Quantifying the benefits of quantum AI systems
We are making the complete end-to-end pipeline of quantum artificial intelligence (AI) systems comparable, quantifying any quantum advantages over classical methods, developing a demonstrator, and thus initiating the process of standardisation in the field of quantum AI systems.
Although interest in AI methods on quantum hardware for practical applications is steadily increasing, the appropriate algorithms are still in their infancy. Feasibility studies have so far not been able to demonstrate significant advantages offered by quantum systems beyond specialised constructed problems. With Quant²AI, we want to evaluate the possible advantages of quantum AI systems heuristically using a reproducible method of comparison. This benchmark would enable developers to test their methods in a standardised way and helps users to identify suitable algorithms for their field of application.
The performance of quantum computers has increased dramatically in the last three years. US technology company Google has even announced that they have achieved quantum superiority or quantum advantage. This performance increase raises the expectation for the implementation of complex AI algorithms on quantum hardware and the realisation of advantages for practical applications over classical hardware in the medium term. Operating a quantum computer involves considerable effort, and this is unlikely to change in the foreseeable future.
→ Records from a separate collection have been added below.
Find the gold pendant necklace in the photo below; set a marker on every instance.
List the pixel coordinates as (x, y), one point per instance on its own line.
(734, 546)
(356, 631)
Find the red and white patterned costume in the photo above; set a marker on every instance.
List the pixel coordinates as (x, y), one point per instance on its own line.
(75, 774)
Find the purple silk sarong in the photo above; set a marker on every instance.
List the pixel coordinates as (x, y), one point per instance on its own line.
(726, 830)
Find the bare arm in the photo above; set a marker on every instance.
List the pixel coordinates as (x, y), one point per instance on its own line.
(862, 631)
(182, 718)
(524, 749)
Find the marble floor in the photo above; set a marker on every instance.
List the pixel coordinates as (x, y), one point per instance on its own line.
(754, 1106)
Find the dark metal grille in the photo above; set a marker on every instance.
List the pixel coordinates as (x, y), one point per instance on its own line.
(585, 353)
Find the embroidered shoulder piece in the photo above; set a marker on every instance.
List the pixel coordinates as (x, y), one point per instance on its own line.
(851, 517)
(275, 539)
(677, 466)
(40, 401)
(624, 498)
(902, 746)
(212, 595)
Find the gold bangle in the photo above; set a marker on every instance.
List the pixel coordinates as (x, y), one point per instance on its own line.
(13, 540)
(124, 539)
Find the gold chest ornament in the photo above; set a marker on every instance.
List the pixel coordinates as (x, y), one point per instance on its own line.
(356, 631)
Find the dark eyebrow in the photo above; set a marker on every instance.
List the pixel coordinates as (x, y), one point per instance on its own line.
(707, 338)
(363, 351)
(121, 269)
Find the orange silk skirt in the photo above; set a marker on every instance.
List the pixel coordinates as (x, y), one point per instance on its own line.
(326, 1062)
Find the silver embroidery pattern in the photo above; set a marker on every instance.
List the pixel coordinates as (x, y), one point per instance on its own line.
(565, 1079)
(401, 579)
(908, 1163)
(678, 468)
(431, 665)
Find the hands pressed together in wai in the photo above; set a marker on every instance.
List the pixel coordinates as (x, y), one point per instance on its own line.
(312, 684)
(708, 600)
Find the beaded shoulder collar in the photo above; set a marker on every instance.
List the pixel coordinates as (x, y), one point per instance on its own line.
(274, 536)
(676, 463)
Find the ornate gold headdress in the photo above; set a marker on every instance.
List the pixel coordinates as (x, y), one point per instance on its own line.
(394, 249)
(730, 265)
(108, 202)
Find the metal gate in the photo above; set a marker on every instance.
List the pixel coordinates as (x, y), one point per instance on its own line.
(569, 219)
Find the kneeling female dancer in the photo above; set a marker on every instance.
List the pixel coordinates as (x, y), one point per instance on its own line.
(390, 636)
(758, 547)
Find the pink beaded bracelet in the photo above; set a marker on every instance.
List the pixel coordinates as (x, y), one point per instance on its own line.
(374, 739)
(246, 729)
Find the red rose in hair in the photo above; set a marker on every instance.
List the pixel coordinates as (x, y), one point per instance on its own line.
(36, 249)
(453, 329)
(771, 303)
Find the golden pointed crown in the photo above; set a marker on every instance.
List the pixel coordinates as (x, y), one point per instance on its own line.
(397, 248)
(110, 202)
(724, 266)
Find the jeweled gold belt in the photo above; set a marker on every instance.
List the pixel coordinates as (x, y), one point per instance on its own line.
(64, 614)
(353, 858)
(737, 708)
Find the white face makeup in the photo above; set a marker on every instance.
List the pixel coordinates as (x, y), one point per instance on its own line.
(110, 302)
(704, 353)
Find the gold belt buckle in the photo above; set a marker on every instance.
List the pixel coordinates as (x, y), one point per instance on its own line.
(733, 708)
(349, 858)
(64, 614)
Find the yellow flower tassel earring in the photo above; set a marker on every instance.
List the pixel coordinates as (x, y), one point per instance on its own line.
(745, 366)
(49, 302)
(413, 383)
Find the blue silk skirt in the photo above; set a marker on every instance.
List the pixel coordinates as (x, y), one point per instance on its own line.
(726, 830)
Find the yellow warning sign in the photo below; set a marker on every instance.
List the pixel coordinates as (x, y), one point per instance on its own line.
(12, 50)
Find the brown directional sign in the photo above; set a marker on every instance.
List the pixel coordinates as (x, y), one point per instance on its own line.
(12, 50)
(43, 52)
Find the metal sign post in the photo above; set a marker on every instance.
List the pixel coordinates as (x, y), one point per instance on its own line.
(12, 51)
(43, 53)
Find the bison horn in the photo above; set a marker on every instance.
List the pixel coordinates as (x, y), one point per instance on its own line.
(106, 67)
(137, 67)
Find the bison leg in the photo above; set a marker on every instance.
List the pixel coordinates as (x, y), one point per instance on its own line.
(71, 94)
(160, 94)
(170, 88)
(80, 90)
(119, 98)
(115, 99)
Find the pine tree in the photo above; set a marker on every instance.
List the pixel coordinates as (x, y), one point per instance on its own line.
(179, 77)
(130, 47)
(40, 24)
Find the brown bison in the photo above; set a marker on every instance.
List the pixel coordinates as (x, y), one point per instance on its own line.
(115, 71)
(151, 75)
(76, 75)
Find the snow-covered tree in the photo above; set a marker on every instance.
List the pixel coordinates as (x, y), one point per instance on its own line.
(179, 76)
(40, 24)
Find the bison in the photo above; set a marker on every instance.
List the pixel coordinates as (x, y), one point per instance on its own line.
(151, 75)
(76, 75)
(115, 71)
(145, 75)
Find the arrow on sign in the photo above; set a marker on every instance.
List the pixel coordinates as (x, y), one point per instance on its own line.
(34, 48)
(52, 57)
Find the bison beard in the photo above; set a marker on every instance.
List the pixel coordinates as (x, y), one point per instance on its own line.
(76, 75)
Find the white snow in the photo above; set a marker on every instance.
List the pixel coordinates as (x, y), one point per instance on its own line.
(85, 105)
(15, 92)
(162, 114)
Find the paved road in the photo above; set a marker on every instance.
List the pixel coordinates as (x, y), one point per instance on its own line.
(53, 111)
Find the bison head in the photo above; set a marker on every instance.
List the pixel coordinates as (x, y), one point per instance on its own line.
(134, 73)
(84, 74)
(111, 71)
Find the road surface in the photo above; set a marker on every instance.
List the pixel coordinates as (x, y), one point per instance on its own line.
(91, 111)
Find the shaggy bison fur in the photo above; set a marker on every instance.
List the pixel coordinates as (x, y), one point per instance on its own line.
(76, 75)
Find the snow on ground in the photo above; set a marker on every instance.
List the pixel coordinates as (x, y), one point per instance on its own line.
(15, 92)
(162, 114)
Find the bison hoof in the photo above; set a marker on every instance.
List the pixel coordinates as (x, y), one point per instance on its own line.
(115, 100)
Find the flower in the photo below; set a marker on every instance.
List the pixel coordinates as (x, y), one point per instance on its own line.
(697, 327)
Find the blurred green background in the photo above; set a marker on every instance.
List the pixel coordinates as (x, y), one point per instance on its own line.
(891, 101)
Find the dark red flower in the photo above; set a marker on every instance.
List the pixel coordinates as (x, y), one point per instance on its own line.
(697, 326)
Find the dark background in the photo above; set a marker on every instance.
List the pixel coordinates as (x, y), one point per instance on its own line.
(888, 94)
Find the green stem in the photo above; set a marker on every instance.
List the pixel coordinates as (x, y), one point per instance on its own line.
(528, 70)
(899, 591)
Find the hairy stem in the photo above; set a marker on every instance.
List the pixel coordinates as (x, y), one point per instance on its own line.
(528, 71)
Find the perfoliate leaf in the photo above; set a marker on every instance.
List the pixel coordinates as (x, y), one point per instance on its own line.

This raises the question of whether non-classical hardware can ever offer more efficient solutions. Even if the implementation of an AI method includes sub-algorithms whose quantum advantage has been demonstrated, this advantage may be lost again when considering the overall system. This could be due to, for example, the need to encode classical data into quantum states or to perform a measurement in order to read out the results. A realistic assessment of quantum advantages must therefore take the complete process chain into account in order to counteract any exaggerated benefits of sub-processes.
Our benchmark aims to compare algorithms in an unbiased and reproducible way by using statistical methods and hyperparameter searches. In each case, we compare the optimal configuration of a specific AI process chain. A modular structure allows us to identify the origin of an advantage and to find a starting point for further investigation.
We see applications for our benchmark beyond research, primarily in an industrial context. Here, there is a need to evaluate the use of quantum AI systems for in-house applications and to be able to estimate the time frame in which suitable quantum hardware for performing these algorithms will be available. To do this, we are designing the benchmark to be accessible not only to a company’s developers but also to its decision-makers. Technically savvy decision-makers can thus make informed decisions about the use of quantum AI systems. In this way, we are helping quantum technologies move beyond the current ‘gold rush’ mentality and towards greater investment security.